Capítulo XIII
La calle donde estaba el convento era angosta, y al rebato de campanas habíase llenado de mujerucas y de niños. El huerto daba sobre los esteros del río, un huerto triste, con matas de malva olorosa y cipreses muy viejos, donde había un ruiseñor. En el portón que daba al camino, dos mendigos, hombre y mujer, hablaban con el centinela, sentados en la orilla verde. Eran vagamundos que iban por los mercados vendiendo cribos. La mujer, negra y burlona, decía:
—Si hay contrabando escondido, no habéis de dar con él.
Y el hombre afirmaba con un gesto desdeñoso, poniendo sobre el pecho una mano negruzca:
—¡Este prójimo, debía de ser el comandante de la Almanzora!
La mujer hundió las uñas en la greña:
—¡Mejor lo harías!
—Solamente con este perro descubriría yo todos los parajes donde hubiese contrabando escondido.
Separó la mano que aún conservaba sobre el pecho, y tiró del rabo a un perro canijo que dormía echado en la alforja.

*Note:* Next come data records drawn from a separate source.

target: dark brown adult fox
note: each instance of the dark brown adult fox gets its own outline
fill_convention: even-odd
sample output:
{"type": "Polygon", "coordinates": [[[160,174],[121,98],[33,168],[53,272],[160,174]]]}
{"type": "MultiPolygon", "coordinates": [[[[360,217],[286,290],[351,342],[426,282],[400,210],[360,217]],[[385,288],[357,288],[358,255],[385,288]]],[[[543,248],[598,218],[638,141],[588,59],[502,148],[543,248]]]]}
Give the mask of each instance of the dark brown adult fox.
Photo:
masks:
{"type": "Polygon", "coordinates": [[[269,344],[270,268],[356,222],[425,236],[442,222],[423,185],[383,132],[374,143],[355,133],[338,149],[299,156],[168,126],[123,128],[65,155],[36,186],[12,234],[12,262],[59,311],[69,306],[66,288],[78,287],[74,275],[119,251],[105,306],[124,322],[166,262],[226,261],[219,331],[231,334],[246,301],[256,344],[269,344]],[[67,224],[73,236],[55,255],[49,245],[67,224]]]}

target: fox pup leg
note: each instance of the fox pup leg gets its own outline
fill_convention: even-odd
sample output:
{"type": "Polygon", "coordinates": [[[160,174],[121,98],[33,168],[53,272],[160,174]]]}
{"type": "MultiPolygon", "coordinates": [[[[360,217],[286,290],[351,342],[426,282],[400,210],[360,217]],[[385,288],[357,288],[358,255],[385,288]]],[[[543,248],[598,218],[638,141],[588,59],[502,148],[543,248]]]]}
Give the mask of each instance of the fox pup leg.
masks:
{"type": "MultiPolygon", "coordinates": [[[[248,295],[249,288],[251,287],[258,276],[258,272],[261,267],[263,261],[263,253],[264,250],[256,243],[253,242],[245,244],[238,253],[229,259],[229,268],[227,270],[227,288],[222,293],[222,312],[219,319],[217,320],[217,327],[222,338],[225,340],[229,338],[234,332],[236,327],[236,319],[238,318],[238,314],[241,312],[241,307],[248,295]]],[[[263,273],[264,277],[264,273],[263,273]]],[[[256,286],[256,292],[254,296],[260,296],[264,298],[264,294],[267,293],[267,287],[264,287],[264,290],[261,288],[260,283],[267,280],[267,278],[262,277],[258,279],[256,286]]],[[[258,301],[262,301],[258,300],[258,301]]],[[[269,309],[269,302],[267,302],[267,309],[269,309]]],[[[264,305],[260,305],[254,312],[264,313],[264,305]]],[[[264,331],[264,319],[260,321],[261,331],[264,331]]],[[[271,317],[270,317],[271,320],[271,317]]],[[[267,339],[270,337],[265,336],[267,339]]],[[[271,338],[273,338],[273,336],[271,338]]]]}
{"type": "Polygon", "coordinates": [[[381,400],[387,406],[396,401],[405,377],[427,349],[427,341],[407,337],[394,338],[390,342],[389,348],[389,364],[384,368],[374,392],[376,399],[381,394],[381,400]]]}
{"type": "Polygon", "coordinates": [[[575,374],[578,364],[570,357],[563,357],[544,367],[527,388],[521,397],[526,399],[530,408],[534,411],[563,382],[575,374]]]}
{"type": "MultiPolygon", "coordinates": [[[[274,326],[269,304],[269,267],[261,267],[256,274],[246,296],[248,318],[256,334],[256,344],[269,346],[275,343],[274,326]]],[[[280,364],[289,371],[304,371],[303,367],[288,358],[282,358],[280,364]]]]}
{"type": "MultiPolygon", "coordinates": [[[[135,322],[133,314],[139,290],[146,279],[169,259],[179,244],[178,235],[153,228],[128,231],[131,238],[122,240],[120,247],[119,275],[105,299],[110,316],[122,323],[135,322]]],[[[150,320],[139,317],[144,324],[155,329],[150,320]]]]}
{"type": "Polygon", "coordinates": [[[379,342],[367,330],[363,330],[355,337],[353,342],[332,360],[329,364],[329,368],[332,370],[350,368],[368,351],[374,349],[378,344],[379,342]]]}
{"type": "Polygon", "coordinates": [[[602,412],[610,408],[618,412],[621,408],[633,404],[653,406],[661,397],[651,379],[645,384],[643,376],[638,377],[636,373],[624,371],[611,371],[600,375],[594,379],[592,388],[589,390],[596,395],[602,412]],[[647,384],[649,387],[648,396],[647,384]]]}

El cribero se rió:
—Y para ser hombre de bien no hay que decir mentiras.
La mujer siguió rascándose la cabeza:
—Ni es menester tampoco. Las mentiras condenan el alma.
—El alma, yo entodavía no la he visto… pero los galones de almirante, para perseguir el contrabando, le corresponden a mi perro… No te rías tú, marinerito.
El centinela contestó:
—Para el perro los galones, y para ti el plus.
La mujer llamó al perro:
—¡Ven acá, Celeste!
El perro fue a echársele en el regazo, y las uñas sórdidas de la mendiga comenzaron a rascarle las pulgas. Volviéndose al centinela, dijo con encomio:
—¡Tiene más saber que si hubiera andado por el mundo con el Glorioso San Roque!
El centinela reía de soslayo, paseando con el fusil al brazo, delante de la puerta. Era pequeño, alegre, con los ojos infantiles y las mejillas tostadas del sol y del aire. De pronto, el cribero se levantó dando voces a un borrico que, cargado de aros, pacía la yerba del camino:
—¡Toma Juanito! ¡Quieto Juanito! ¡No seas ladrón, Juanito!
Le alcanzó y le trajo a su lado. Después, como el animal tenía querencia por las matas que había al otro lado del camino, lo sujetó pisándole el ronzal con una piedra que sacó del muro. Hecho esto, se tumbó con las manos cruzadas bajo la nuca:
—Marinerito, ¿sabes tú lo que pasa en las Españas?… Tú no sabes cosa ninguna porque eres un rapaz, pero yo te lo diré… En las Españas pasa que todos los que mandan son unos ladrones… Pero quieren ser solos, y esa no es justicia. La justicia sería abrir los presidios y decirle a la gente: No podemos ser todos hombres de bien, pues vamos a ser todos ladrones. Ya verías tú, marinerito, como así terminábase la guerra y el contrabando, y todo andaba mejor que anda.
La mujer suspiró:
—¡Ésa sería una buena ley!
Y el hombre aseguró, dándose golpes en el pecho:
—Ésa es la verdadera ley de Dios.
—¿Mejor que ser tú comandante de la Almanzora?
El centinela le miraba con sus ojos alegres e infantiles, mientras paseaba con el fusil al brazo. El cribero repitió con más fuerza:
—Ésa es la ley de Dios… Y lo otro, el ser yo tu comandante, sería conveniente para el Gobierno, porque yo sé cómo son mañeros los contrabandistas. Y conveniente para mi señora, que tendría un lorito del Brasil. Palmucena, no te caerá arrastrar cola y pasar el día dándote aire con un abano.